Désormais, seules les factures normalisées électroniques sont reconnues par l’administration fiscale pour la justification des charges et pour la déduction de la taxe sur la valeur ajoutée (TVA) ayant grevé les acquisitions de biens et services.

La DGI souligne que ce passage obligatoire à la dématérialisation emporte des implications importantes pour la gestion comptable des entreprises. Elle précise que l’inscription sur la plateforme de la FNE constitue désormais une condition indispensable pour l’obtention de l’Attestation de Régularité Fiscale (ARF).

À cet effet, l’administration fiscale invite les entreprises concernées à prendre toutes les dispositions nécessaires pour se conformer à la réglementation en vigueur, notamment en s’inscrivant sur la plateforme dédiée à la FNE, accessible via le site officiel de la DGI (www.dgi.gouv.ci), le portail e-impôts ainsi que le site www.fne.dgi.gouv.ci.

L’Attestation de Régularité Fiscale étant un document requis pour soumissionner aux marchés publics et accomplir plusieurs démarches administratives, l’inscription à la plateforme FNE devient une exigence incontournable.
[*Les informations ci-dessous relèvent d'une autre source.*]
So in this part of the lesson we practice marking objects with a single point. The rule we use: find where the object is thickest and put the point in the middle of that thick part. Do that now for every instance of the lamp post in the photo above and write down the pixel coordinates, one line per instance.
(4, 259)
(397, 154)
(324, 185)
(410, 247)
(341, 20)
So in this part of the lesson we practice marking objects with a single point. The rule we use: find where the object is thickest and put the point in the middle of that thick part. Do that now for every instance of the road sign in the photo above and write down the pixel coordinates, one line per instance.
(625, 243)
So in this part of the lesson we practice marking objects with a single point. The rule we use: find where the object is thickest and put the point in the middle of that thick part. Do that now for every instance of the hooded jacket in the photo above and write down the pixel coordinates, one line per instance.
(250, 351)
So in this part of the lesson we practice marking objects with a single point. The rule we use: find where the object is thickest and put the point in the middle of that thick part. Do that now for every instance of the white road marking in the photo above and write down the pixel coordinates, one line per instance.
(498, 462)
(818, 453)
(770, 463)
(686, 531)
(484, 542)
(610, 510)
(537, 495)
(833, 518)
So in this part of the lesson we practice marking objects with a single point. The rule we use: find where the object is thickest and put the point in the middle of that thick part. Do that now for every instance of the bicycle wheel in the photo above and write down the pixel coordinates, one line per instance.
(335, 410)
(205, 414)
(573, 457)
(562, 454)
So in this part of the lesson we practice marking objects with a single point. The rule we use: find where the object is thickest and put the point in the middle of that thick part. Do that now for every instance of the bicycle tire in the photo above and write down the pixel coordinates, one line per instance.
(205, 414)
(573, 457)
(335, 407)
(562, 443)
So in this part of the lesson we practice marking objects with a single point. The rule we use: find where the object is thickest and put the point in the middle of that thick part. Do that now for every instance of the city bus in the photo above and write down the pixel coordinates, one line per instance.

Cette réforme s’inscrit dans la stratégie globale de digitalisation des procédures de collecte des recettes de l’État. Selon la DGI, la généralisation de la facture électronique vise à sécuriser les recettes fiscales, à réduire les pertes liées à la fraude documentaire et à renforcer la transparence dans les transactions commerciales.

La Direction générale des impôts exhorte enfin les entreprises n’ayant pas encore effectué leur transition à régulariser leur situation dans les meilleurs délais, réaffirmant sa volonté de bâtir une administration fiscale moderne, performante et au service du développement économique de la Côte d’Ivoire.